According to Tonghuashun Finance APP, on March 17, the official website of the Center for Drug Evaluation (CDE) of China’s National Medical Products Administration announced that GlaxoSmithKline (GSK.US) has applied for Bepirovirsen solution for injection to be included in priority review. This product is intended for limited-course treatment of chronic hepatitis B virus (HBV) infection and is suitable for the following populations: adults with chronic HBV infection who have previously been treated with nucleos(t)ide analogs, with HBsAg ≤3000 IU/mL, and no cirrhosis. Previously, this drug received breakthrough therapy designation in China. Its inclusion in priority review indicates that this is the world’s first antisense oligonucleotide therapy potentially capable of achieving functional cure of hepatitis B, bringing Chinese patients one step closer.
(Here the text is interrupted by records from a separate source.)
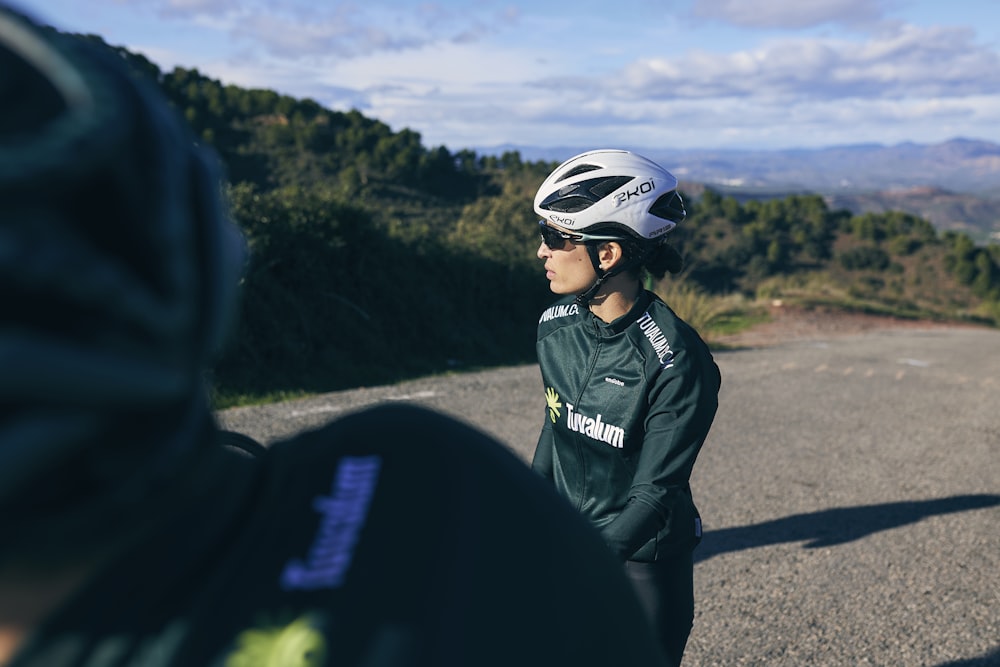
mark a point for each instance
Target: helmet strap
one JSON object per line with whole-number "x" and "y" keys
{"x": 584, "y": 298}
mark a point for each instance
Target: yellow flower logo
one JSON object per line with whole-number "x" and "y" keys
{"x": 298, "y": 644}
{"x": 552, "y": 398}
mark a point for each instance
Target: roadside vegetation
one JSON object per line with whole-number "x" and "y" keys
{"x": 375, "y": 258}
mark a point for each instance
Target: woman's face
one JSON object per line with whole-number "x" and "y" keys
{"x": 568, "y": 269}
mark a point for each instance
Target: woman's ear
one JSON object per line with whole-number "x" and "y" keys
{"x": 610, "y": 254}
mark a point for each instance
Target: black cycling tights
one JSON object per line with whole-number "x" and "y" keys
{"x": 666, "y": 592}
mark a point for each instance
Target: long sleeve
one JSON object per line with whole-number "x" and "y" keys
{"x": 682, "y": 404}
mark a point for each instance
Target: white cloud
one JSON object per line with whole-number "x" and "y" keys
{"x": 913, "y": 62}
{"x": 789, "y": 14}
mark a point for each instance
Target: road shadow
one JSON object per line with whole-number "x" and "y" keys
{"x": 835, "y": 526}
{"x": 991, "y": 659}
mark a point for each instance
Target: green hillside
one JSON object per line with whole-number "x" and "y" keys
{"x": 376, "y": 258}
Public information shows that this is an investigational antisense oligonucleotide (ASO) therapy developed in collaboration between GSK and Ionis Pharmaceuticals. If approved, Bepirovirsen will become the world’s first antiviral therapy that can achieve functional cure of hepatitis B with only a 6-month limited course of treatment. GSK plans to formally submit for global regulatory approval in the first quarter of 2026, and the drug has already been filed for approval in Japan.
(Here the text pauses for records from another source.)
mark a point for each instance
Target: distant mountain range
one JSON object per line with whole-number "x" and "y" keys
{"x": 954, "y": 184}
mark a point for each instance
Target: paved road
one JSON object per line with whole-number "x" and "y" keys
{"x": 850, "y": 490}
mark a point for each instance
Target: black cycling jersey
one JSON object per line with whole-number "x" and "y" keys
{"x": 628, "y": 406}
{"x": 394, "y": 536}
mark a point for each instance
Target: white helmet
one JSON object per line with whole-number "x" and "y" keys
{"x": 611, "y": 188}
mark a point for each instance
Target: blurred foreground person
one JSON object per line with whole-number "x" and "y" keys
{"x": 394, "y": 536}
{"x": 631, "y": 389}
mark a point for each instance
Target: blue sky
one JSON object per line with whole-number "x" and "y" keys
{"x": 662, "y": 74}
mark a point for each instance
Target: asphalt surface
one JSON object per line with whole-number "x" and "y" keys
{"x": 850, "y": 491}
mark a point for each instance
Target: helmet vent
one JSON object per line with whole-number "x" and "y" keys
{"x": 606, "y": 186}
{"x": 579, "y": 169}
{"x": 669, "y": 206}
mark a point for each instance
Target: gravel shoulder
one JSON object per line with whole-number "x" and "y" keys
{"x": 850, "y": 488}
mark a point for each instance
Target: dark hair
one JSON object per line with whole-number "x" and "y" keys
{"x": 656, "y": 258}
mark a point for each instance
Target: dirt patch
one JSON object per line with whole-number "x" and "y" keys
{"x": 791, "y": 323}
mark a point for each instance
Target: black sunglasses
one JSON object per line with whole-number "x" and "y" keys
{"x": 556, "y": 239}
Bepirovirsen is an investigational ASO therapy with a triple mechanism of action, designed to identify and destroy the genetic components (RNA) of HBV, potentially allowing the immune system to regain control over the infection. Bepirovirsen can inhibit viral DNA replication in the body, reduce HBsAg levels in the blood, and activate the immune system, thereby increasing the chances of achieving a durable response. GSK obtained the rights to Bepirovirsen from Ionis Pharmaceuticals and is collaborating with them to advance the development of this drug.

In January 2026, GSK announced positive results from two pivotal Phase 3 clinical trials, B-Well 1 and B-Well 2, for the treatment of chronic hepatitis B. Both trials met their primary endpoints. Bepirovirsen demonstrated statistically and clinically meaningful rates of functional cure.
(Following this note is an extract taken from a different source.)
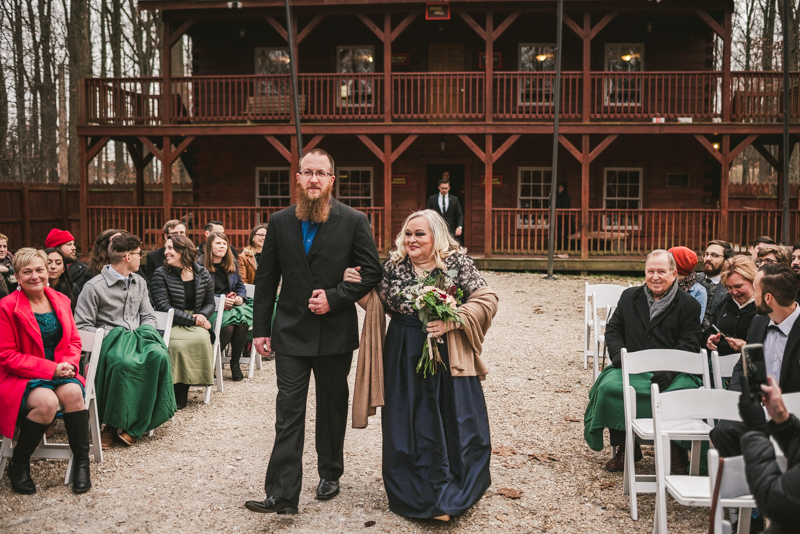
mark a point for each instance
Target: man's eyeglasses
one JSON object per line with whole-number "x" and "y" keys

B-Well 1 and B-Well 2 are global, multicenter, randomized, double-blind, placebo-controlled trials designed to evaluate the efficacy, safety, pharmacokinetics, and durability of functional cure of Bepirovirsen in chronic hepatitis B patients receiving nucleos(t)ide analog therapy with baseline HBsAg ≤3000 IU/mL. The primary endpoint was the proportion of patients achieving functional cure among those with baseline HBsAg ≤3000 IU/mL. A key secondary endpoint was the proportion of patients with baseline HBsAg ≤1000 IU/mL achieving functional cure. Functional cure is defined as loss of HBsAg and undetectable HBV DNA at least 24 weeks after completing limited-course therapy.

Analysis showed that the B-Well trials met the primary endpoint, with Bepirovirsen demonstrating statistically and clinically significant rates of functional cure. Compared to standard therapy alone, Bepirovirsen combined with standard therapy significantly increased the rate of functional cure. All endpoints reached statistical significance, including in patients with baseline HBsAg ≤1000 IU/mL, where stronger effects were observed. The trials also showed that Bepirovirsen was well tolerated and safe, consistent with previous studies.